Statistical analyses were conducted using SPSS (Version 23, IBM Statistics). In a first step, to ensure that participants’ alertness level did not differ between the sessions, a repeated-measures analysis of variance (ANOVA) with the within-subjects factor “stimulation condition” (levels: sham, CL/AR, AL/CR) was computed on the number of hours participants had slept prior to each session. Furthermore, to investigate participants’ subjective level of alertness between the sessions and pre/post the dual task, a repeated-measures ANOVA with the within-subjects factors “stimulation condition” (levels: sham, CL/AR, AL/CR) and “time point” (levels: pre, post dual task) was computed on the scores obtained from the VAS. In a second step, the reaction times (RT) in the visuospatial attention detection task were analyzed. For each participant, we calculated the mean reaction time according to stimulation condition, cognitive load condition, and stimulus presentation side. A repeated-measures ANOVA with the within-subjects factors “stimulation condition” (levels: sham, CL/AR, AL/CR), “cognitive load” (levels: low, high), and “stimulus side” (levels: left, right) was then computed. Subsequently, in order to further investigate the changes occurring between the two cognitive load conditions, we: (a) calculated a RT laterality index, according to the formula proposed by Newman et al. (2012): laterality index = (mean RT left-sided targets – mean RT right-sided targets)/(mean RT left-sided and right-sided targets); (b) we subsequently subtracted, within each stimulation condition, the laterality index for high minus the one for low cognitive load.

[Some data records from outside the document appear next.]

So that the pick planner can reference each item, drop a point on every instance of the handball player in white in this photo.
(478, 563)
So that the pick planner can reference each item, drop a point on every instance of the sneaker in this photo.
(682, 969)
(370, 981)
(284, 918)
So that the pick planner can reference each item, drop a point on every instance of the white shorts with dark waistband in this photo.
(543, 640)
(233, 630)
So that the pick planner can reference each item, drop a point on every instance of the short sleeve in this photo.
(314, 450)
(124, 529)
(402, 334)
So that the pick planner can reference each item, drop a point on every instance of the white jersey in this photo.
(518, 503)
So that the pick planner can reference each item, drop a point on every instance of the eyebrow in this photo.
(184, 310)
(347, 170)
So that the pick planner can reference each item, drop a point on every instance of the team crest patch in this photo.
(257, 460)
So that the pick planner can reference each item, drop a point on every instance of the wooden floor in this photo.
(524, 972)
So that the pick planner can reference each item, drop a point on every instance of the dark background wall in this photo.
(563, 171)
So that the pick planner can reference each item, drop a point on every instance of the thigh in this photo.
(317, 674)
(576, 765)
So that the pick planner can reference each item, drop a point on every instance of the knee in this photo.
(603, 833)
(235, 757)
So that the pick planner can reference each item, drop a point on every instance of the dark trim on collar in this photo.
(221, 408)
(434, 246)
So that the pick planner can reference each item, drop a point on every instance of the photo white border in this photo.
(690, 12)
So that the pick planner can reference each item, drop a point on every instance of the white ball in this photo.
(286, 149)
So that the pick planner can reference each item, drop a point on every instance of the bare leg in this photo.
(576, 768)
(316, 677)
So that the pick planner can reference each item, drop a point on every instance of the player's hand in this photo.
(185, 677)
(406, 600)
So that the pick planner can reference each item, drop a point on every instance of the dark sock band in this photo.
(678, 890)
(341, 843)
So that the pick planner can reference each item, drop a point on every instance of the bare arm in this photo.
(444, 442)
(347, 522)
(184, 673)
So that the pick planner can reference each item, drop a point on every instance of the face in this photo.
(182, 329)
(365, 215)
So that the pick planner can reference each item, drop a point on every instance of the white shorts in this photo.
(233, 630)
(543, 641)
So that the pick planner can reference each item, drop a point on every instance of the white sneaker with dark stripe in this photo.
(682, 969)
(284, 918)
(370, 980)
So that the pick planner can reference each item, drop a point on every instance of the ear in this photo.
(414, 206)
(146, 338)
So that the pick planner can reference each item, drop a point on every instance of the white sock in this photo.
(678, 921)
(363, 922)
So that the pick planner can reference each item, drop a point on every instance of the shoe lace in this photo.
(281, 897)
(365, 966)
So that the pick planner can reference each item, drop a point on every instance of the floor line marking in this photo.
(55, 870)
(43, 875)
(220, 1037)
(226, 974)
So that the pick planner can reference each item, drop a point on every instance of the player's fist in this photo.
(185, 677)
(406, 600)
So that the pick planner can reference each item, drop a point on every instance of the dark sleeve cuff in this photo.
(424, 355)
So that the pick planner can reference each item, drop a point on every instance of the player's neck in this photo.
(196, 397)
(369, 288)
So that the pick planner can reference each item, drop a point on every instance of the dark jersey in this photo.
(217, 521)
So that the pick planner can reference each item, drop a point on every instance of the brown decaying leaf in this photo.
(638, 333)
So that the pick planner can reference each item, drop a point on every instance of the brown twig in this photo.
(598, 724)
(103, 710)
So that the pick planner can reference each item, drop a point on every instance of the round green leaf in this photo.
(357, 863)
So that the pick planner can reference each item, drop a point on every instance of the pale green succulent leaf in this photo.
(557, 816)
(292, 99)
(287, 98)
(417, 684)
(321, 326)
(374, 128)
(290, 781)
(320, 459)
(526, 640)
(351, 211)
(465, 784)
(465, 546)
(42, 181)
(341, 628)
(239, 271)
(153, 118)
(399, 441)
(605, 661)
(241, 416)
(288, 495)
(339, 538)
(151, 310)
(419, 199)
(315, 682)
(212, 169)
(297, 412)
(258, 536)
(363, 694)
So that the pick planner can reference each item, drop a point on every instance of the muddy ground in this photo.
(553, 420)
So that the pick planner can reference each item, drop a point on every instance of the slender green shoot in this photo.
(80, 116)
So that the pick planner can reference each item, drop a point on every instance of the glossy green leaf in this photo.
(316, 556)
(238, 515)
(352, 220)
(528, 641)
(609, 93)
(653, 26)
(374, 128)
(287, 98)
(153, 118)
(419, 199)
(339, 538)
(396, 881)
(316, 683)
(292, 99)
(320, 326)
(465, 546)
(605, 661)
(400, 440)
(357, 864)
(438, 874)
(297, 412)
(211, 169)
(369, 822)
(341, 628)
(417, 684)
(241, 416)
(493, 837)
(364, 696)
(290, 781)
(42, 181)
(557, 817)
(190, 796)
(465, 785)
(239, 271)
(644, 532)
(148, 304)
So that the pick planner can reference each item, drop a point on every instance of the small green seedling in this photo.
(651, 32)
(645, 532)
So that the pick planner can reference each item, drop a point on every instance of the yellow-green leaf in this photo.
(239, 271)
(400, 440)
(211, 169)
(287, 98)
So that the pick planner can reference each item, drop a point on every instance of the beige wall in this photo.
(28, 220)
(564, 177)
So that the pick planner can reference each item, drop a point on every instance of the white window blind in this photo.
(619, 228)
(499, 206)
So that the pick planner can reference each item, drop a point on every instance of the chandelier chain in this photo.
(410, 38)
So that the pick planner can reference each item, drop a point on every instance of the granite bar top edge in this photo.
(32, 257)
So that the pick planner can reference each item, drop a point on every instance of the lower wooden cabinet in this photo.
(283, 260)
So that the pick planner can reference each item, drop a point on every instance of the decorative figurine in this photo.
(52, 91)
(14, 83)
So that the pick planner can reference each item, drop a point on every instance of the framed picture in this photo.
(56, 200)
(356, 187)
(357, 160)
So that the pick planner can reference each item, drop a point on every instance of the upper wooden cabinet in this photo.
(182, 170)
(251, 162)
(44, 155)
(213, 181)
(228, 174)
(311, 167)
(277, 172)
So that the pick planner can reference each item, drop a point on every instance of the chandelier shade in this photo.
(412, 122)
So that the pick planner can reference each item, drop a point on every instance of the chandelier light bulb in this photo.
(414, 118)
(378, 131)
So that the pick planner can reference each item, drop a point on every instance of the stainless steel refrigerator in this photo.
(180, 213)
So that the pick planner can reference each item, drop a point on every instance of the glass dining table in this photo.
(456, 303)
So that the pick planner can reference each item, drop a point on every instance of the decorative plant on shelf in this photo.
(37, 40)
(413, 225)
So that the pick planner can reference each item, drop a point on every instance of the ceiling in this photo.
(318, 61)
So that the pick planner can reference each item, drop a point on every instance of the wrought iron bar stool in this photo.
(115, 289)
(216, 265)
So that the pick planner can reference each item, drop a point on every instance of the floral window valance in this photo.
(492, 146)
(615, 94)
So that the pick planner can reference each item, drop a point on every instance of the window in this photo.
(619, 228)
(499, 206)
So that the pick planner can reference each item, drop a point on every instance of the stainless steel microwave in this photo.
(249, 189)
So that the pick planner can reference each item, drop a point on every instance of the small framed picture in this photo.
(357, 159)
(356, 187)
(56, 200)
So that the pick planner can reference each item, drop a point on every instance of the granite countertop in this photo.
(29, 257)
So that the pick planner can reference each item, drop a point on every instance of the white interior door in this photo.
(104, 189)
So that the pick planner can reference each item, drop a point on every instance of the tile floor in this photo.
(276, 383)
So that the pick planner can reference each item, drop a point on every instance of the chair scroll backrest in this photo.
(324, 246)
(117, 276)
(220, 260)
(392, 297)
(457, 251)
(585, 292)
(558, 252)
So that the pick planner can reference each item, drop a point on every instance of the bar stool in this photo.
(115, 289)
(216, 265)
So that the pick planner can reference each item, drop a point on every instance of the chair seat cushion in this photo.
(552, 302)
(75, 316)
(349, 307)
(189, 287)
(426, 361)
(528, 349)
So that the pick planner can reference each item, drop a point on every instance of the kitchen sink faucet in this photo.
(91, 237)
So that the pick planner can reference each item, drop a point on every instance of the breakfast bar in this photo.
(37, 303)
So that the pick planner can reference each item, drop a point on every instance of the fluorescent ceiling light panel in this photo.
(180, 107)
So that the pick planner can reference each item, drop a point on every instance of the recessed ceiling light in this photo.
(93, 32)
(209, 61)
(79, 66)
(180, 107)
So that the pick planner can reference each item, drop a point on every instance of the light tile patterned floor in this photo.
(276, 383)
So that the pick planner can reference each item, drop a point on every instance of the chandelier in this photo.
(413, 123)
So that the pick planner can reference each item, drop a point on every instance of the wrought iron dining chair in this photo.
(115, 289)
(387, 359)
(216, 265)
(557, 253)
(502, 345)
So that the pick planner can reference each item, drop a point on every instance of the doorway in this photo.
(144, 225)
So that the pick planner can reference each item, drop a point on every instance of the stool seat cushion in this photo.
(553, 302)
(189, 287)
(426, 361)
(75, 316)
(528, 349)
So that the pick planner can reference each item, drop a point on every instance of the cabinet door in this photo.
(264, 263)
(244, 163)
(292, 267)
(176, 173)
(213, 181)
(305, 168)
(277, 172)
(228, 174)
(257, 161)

A repeated-measures ANOVA with the within-subjects factor “stimulation condition” (levels: sham, CL/AR, AL/CR) was then calculated on the resulting data.
Since reaction time data are typically non-normally distributed, transformations are often applied to reduce deviations from normality (Marmolejo-Ramos et al., 2015; Vetter, 2017). Thereby, the square root transformation has been shown to be effective in several reaction time studies (e.g., Smoski et al., 2009; Sturz and Diemer, 2010). To ensure that our findings were not due to departures from normality in the reaction time data distribution, we thus applied a square root transformation and repeated the statistical analyses on the transformed data. All analyses yielded the same patterns of results as for the untransformed data. Thus, to avoid redundancies (as well as issues with the direct interpretation of transformed data; Whelan, 2008), in the results section we exclusively report the findings of the analyses on the untransformed data.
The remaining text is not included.